7 Anonymous XI, Ars contratenoris (mid-15th century), §47–62: ‘(47) Now follows the theory of the contratenor. (48) If one wishes to add a contratenor above a certain tenor, he should note where the discant begins; if the discant begins on the octave, then the contratenor should have the fifth, if the tenor is low (in the graves); if the tenor is high (in the acutae), then the contratenor should take the octave below. … (62) When the discant takes the unison and the tenor is low, then the contratenor can take the third, fifth, sixth, octave, or tenth; when the tenor is high, then the contratenor can take the octave or fifth below the tenor, etc.’ Translation in Richard Joseph Wingell, ‘Anonymous XI (CS III): An Edition, Translation, and Commentary’, Ph.D. diss., University of Southern California (1973), 319–22; quoted in Andrew Hughes, ‘Some notes on the early fifteenth-century contratenor’, 376–7.

8 Rotter-Broman further clarifies that her use of the term ‘commentary’ to describe diverse contratenor functions ‘is aimed to illustrate and summarise the features of non-authoritativity, interchangability and qualitative difference from the cantus-tenor duet’. See ‘Was there an Ars contratenoris in the music of the late Trecento?’

9 Rotter-Broman, ibid.

10 See Nosow, ‘The Florid and Equal-Discantus Motet Styles’, 49.

11 An example of this would be Antonius Romanus's Aurea flamigeri jam excedis (#219), which originally existed in layer I of Q15 with only three voices, but a contratenor part was added in layer II. On folio R227, a pasted-over strip of parchment contains a contratenor part, exactly the same as that found under the strip but written in a more compressed form since it appears that the scribe ran out of room. As Cox has pointed out, there is further evidence to suggest that the scribe rewrote Antonius Romanus's piece, forgetting to correct mensuration signs – erroneously giving C-sig (bars 64, 73), but which must be read in Φ – as well as forgetting to erase extra notes in the contratenor. Cox I, 142–3. See also Cox, ‘“Pseudo-Augmentation” in the Manuscript Bologna, Civico Museo Bibliografico Musicale, Q 15 (BL)’, Journal of Musicology, 1/4 (1982), 419–48.

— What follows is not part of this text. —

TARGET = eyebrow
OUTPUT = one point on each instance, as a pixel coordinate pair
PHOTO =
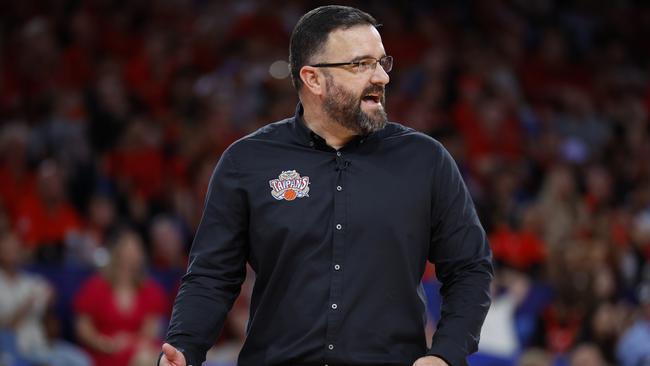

12 In a recent essay, Bent has called for a more critical application of the term ‘isorhythm’, arguing that many modern writers have mistakenly used the term as a general category that actually encompasses a variety of strategies in fourteenth- and early fifteenth-century motet composition, and this confusion has led to serious terminological and historiographical problems. Encouraging us to shift attention back to local compositional processes within these works, Bent contends that ‘isorhythm’ refers to a specific procedure: ‘Complete isorhythm is found in motets where the entire second half rhythmically replicates the first, but with different pitches, notably the three truly isorhythmic motets of Ciconia without preexistent tenors (Albane misse celitus, Ut te per omnes, and Petrum Marcello Venetum)’. For further clarification of the term, see Bent, ‘What is Isorhythm?’, in ‘Quomodo Cantabimus Canticum?’: Studies in Honor of Edward H. Roesner, ed. David Butler Cannata, with Gabriela Ilnitchi, Rena Charnin Mueller, and John Nádas (Middleton, WI, 2008), 121–43.

13 To clarify, these distinctions are not intended to imply whether the composers of the early fifteenth century would have preferred the piece being performed with or without these parts.

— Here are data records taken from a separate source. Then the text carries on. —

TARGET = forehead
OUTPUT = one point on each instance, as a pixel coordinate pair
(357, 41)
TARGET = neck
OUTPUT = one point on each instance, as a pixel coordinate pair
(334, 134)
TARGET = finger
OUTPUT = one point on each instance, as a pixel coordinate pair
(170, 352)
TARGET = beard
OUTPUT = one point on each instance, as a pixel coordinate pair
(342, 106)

14 Similarly, the unusual behaviour of a contratenor was the motivating factor in Bent's ‘The “Harmony” of the Machaut Mass’, in Machaut's Music: New Interpretations, ed. Elizabeth Eva Leach (Woodbridge, 2003), 75–94. Two other recent stylistic analyses of early music have influenced the present study. The first is Anne-Emmanuelle Ceulemans's article on Missa Une mousse de Biscaye, in which the author analyses recurring stylistic features by comparing explicit rules (codified by theorists) and implicit norms (observed in works by one or more composers); she argues that together these point towards an underlying compositional method. (‘A Stylistic Investigation of Missa Une mousse de Biscaye, in the Light of Its Attribution to Josquin des Prez’, Tijdschrift van de Koninklijke Vereniging voor Nederlandse Muziekgeschiedenis, 48/1 (1998), 30–50.) Another probing stylistic study is Pedro Memelsdorff's analysis of two surviving contratenor parts for Ciconia's balata Lizadra donna, one anonymous and the other written by Matteo da Perugia. Memelsdorff hypothesises that Matteo's reworkings follow a ‘corrective intention’ in line with an Ars Contratenoris. (See Pedro Memelsdorff, ‘Lizadra Donna: Ciconia, Matteo da Perugia, and the Late Medieval Ars Contratenor’, in Johannes Ciconia, musicien de la transition, ed. Philippe Vendrix (Turnhout, 2003), 233–78, esp. 254–61; also published in Studi Musicali, 31 (2002), 273–306.)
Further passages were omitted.